In high school, I had taught that we should have preconditions, what the function does and post conditions in every function/procedure that we write. Not just for ourselves in the event that we forget what happens, but also for other people reading our code. [side note : yes. I had computer science classes since junior high school. In college the same thing. In practice, it’s not always done that way.
For those that aren’t familiar with coding, just think of a function as a lego block. Now a days lego is all sorts of funky. They have lego pieces that act as windows, doors, hindges, etc. Each lego piece has some sort of function, and one side that helps it link to another piece to make it fit with another piece. You can think of the little bumps as output variables and the other side with the holes, input variables. When you put a bunch of lego pieces fitting all together, you basically have some sort of model, or artwork, or whatever the builder has envisioned (hopefully).
What it did teach me though, is how to do QA. “How so?” you ask? Simplifying it down it’s like this:
1) an application has a certain state before it goes through a procedure/function/etc.
2) functions have 0 to … however many inputs when the function is called
3) the functions does something
4) the function outputs 0 to however many outputs after the function ends up running
5) the application has a certain state after the function ran. This could potentially be the same as before the application ran.
So what does this mean? It means that when you encounter a bug, whether it be a UI bug or a crashing bug, usually there is a way to get to that through basic usage and translating that to code. It may not be easy all the time, but basically the application got to a certain state, a function ran and either within the function or the outcome of the function caused an issue. Understanding the state prior to where the issue occurred helps with the reproducibility of the issue. Understanding the function itself and the weakness of the functions, helps find critical bugs faster. This helps out with integration testing, and in some sense covers what unit testing cannot necessarily cover.

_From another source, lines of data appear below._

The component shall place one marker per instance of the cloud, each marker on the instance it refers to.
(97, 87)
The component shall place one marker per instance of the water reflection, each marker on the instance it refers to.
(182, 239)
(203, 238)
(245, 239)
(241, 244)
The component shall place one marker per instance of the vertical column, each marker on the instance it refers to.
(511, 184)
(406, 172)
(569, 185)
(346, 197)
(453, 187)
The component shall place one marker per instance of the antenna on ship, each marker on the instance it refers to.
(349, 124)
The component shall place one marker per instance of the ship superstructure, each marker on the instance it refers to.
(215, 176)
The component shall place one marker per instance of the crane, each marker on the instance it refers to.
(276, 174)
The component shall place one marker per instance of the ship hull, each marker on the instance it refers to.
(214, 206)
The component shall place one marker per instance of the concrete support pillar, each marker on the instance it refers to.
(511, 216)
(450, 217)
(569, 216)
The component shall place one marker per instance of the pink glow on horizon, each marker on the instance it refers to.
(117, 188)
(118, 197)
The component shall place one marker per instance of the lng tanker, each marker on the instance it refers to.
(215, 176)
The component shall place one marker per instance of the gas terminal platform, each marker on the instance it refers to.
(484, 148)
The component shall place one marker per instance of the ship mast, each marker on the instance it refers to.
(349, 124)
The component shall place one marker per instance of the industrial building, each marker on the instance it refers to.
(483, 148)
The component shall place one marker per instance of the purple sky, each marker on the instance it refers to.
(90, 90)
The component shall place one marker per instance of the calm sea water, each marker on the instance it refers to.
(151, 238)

“Ok, blah blah blah… where’s the example?” you say? Fair point. Let’s take a look at mozillians web page incorporating browserid. Linked is the staging server (a server where testers can test out what the dev have in plan and not affect the production [what’s served to the public] server) : https://mozillians-dev.allizom.org/en-US/
What I do know is that the sign in is using browser id which is one part on a different server, and another part that is mozillians web page. I don’t really know too much about what’s going on in depth about either, but I do some exploring to figure out the ways into mozillians. This basically means clicking on as many links as I can find in terms of the login or registeration. I also do ways to explore what types of input browser id is taking in. The next steps is to figure out what kind of variables I can use from mozillians to input towards the browser id. The biggest thing that I found is methods in trying to click on a link into browser id as well as changing the language.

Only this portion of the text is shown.